CARDINAL GEORGE PELL was, as Vatican treasurer, one of the Catholic Church’s most powerful figures and a senior counselor to Pope Francis, until Mr. Pell was placed on a leave of absence last year. Last week, he was convicted in an Australian court on what were referred to there as “historical” sex abuse charges. That locution seemed to diminish the events themselves, which, as a unanimous jury found, occurred decades ago. Yet the crucible of clergy sex abuse remains a thoroughly contemporary blight for the church, for the Vatican and for Francis, whose papacy, already blemished by his flailing and shuffling on the issue, hangs in the balance.

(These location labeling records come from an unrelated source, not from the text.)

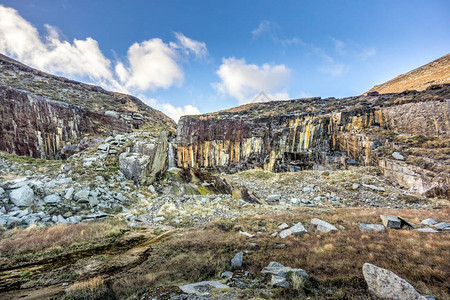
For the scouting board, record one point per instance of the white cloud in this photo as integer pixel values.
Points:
(20, 39)
(175, 112)
(190, 45)
(242, 81)
(152, 65)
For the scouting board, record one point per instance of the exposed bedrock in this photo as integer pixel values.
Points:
(31, 125)
(310, 141)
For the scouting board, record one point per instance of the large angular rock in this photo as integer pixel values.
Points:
(23, 196)
(323, 226)
(387, 285)
(236, 262)
(52, 199)
(428, 222)
(203, 288)
(442, 226)
(391, 221)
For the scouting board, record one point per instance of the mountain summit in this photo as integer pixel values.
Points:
(435, 72)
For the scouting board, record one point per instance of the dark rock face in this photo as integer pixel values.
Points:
(313, 134)
(32, 125)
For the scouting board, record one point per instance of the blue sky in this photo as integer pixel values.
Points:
(202, 56)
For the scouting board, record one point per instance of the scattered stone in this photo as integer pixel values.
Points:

Long-standing accusations related to the mishandling and coverup of clergy sex offenses have dogged Mr. Pell for years, and were lodged formally two years ago before a Royal Commission in Australia investigating the scandals and the church’s complicity. Last year, Mr. Pell was charged with abuse himself in a case involving two choir boys stemming from the 1990s, when he was archbishop of Melbourne, according to the Daily Beast, which first reported last week’s verdict. Mr. Pell has denied the allegations.

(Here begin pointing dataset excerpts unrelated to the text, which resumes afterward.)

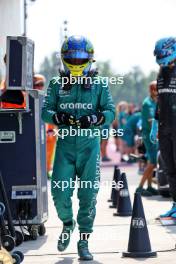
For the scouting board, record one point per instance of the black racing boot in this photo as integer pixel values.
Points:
(83, 250)
(64, 238)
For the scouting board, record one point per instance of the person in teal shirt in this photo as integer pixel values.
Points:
(148, 114)
(82, 106)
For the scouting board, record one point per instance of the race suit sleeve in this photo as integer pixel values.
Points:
(156, 113)
(149, 111)
(50, 104)
(107, 106)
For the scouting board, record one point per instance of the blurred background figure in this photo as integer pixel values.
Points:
(122, 115)
(148, 115)
(104, 144)
(130, 131)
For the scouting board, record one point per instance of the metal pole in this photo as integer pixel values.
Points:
(25, 16)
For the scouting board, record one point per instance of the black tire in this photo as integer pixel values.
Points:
(16, 258)
(20, 254)
(8, 242)
(19, 238)
(33, 234)
(41, 230)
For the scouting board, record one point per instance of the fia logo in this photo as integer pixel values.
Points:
(138, 222)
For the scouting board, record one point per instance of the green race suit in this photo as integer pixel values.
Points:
(77, 155)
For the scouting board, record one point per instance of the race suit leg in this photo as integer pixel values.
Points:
(167, 143)
(63, 173)
(88, 170)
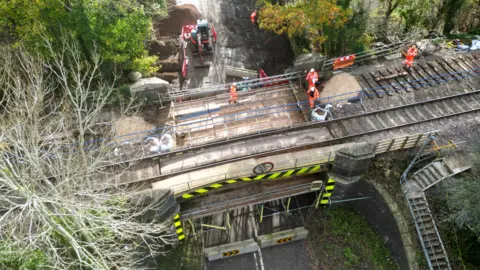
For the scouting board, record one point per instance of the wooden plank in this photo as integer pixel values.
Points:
(440, 72)
(450, 71)
(387, 88)
(374, 86)
(417, 82)
(427, 76)
(401, 80)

It was only after the formal charges were brought last year that Mr. Pell, often described as the Vatican’s No. 3 official, was placed on leave to return to his native Australia to defend himself. And it was only last week, just after the court in Melbourne rendered its verdict, that the Vatican announced that he had been removed, in October, well after the trial was underway, from a top papal advisory body known as the Council of Cardinals.

That response typifies the pope’s foot-dragging and half-measures in the face of allegations that date back years or decades. In Mr. Pell’s case, it had been known for years, well before he was elevated to lead the Holy See’s finances in 2014, that as a young priest he had been aware of the abuse of dozens of children by other priests in his hometown of Ballarat. The events in Ballarat were notorious in Australia; from one fourth-grade class of 33 boys, 12 died by suicide, The Post reported in 2015 — yet somehow they did not set off alarm bells in the Vatican’s lofty confines. Even now, Mr. Pell remains a cardinal.

The pope has summoned the leaders of the world’s conferences of bishops to the Vatican in February for what church leaders suggest will be a reckoning with a scandal that burst into global view nearly 17 years ago. The conclave was impelled not so much by newly enlightened thinking in Rome as by the fallout after a Pennsylvania grand jury’s report, in the summer, that found more than 300 priests had abused more than 1,000 children over the course of decades.

In fact, the scale of the church’s complicity was clear previously, from revelations heaped upon revelations. The conviction of Mr. Pell, though he is the highest-ranking church official so implicated, is simply the latest, among countless pieces of evidence, that argue for broad, deep and painful reforms — precisely the sort of overhaul that the pope has so far resisted.